Sixth Annual ACM Symposium on Parallel Algorithms and
Architectures, June 27-29, 1994, Cape May, New Jersey, pp. 104-113.
List Ranking and List Scan on the Cray C-90
Margaret Reid-Miller
List ranking and list scan are two primitive operations used in many
parallel algorithms that use list, trees, and graph data structures.
But vectorizing and parallelizing list ranking is a challenge because
it is highly communication intensive and dynamic. In addition, the
serial algorithm is very simple and has very small constants. In
order to compete, a parallel algorithm must also be simple and have
small constants. A parallel algorithm due to Wyllie is such an
algorithm, but it is not work efficient--its performance degrades for
longer and longer linked lists. In contrast, work efficient PRAM
algorithms developed to date have very large constants. We introduce
a new fully vectorized and parallelized algorithm that both is work
efficient and has small constants. It does not achieve O(log n)

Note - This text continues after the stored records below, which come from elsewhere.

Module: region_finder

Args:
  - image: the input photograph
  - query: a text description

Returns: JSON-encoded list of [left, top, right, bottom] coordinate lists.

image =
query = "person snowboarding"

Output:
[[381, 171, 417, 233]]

running time, but we contend that work efficiency and small constants
is more important, given that vector and multiprocessor machines are
used for problems that are much larger than the number of processors
and, therefore, the O(log n) time is never achieved in practice. In
particular, to the best of our knowledge, our implementation of list
ranking and list scan on the Cray C-90 is the fastest implementation
to date. In addition, it is the first implementation of which we are
aware that outperforms fast workstations. The success of our
algorithm is due to its relatively large grain size and simplicity of
the inner loops, and the success of the implementation is due to
pipelining reads and writes through vectorization to hide latency,
minimizing load balancing by deriving equations for predicting and
optimizing performance, and avoiding conditional tests except when
load balancing.